As a 6 year old Leo Horn played football on sundays on a field on which his dad let his cows graze during the week. At 17 his knee injury was bad enough for him to stop playing and start a career as a referee. In 1938 he became a KNVB referee. Horn held a FIFA badge between 1951 and 1966. He died in 1995.
Horn took charge of three matches in the 1962 World Cup and was a lines man (together with Davidson) in the final. He was the ref in the legendary match in 1953 when England lost their first ever home match (against Hungary 3-6). He twice took charge of a European Cup final ('57-'62) and also twice the final of the Copa Libertadores ('63, '64).
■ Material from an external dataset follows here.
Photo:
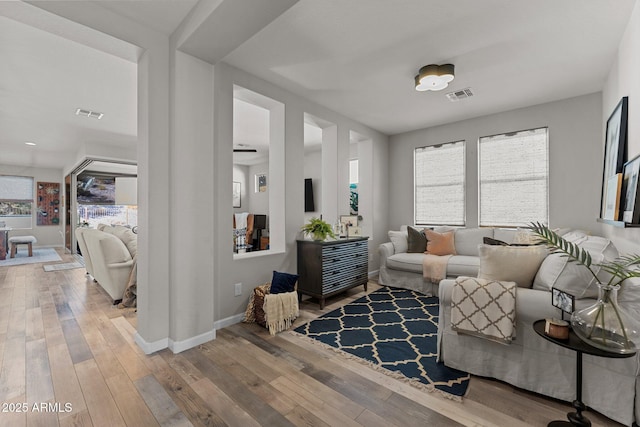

Being Jewish, the Horn family had to hide during the German occupation of the Netherlands in WW II. Leo and his older brother joined the resistance. Leo Horn took on the alias of "doctor Van Dongen". He provided shelters for people who had to hide and even took part in a raid on a weapons depot in the centre of Amsterdam. In broad daylight. His brother died in a camp.
After the war Leo Horn became a successful business man owning a chain of 16 shops selling cloth. Still somewhat in the resistance, he was outspoken against for instance FIFA, which may have cost him a place in the 1966 World Cup finals. He was very strict and authoritarian. He took charge of more than 1500 matches in the Netherlands, and 133 internationally.